Sasse nos apresenta às inovações tecnológicas surpreendentes e perturbadoras em uma cidade subterrânea com rígidas formas de controle social, ao passo que também transitamos na superfície por uma sociedade desagregada e desordenada, onde os retrocessos tecnológicos, políticos e sociais são notórios. A obra se preocupa com questões do Brasil contemporâneo, porém vai muito além deste, retratando igualmente o entusiasmo e a angústia com as redes sociais, com os gadgets ao nosso redor, com instabilidade política, assimetrias sociais arraigadas e com aspectos do desenvolvimento tecnológico que possibilitam intensificar a exploração do trabalho e coisificar uma gama de arenas da vida.

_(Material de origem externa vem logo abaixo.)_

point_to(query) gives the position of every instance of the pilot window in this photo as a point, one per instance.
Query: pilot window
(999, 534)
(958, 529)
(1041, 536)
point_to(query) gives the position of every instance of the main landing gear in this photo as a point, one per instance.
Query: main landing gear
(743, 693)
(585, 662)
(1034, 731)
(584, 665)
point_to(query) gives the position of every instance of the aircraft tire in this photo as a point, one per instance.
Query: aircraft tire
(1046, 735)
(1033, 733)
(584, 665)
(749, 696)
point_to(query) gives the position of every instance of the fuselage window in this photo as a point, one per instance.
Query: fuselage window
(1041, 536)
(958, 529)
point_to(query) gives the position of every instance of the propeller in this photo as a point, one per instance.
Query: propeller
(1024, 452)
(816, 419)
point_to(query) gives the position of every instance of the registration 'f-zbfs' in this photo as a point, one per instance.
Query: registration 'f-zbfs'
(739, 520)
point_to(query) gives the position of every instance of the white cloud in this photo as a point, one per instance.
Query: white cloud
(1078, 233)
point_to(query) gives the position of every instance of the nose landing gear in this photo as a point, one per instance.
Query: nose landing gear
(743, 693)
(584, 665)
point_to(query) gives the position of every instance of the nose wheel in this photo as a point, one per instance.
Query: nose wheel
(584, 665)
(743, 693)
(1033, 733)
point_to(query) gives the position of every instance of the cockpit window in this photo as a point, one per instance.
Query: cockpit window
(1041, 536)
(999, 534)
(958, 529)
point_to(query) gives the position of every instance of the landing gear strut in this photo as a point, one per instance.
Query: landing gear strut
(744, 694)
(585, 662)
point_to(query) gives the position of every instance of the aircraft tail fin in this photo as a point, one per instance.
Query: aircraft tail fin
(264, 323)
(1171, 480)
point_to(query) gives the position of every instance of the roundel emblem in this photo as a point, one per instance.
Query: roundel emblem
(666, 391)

O romance publicado pela editora Pará.grafo conta com uma capa em preto, azul e vermelho, onde vemos um teto com algumas luzes acesas e uma silhueta feminina de costas, olhando para uma escada, que nos coloca a dúvida: o que nos aguarda subindo os degraus? O livro possui sete capítulos além do prólogo, totalizando 344 páginas. As belas ilustrações em preto e branco entre esses capítulos feitas por Renan Fanelli, assim como a da capa, nos permitem um primeiro vislumbre ao mundo que é ricamente descrito em suas páginas, com suas nuances e complexidades. Esse futuro brasileiro, no entanto, não é estático ou homogêneo.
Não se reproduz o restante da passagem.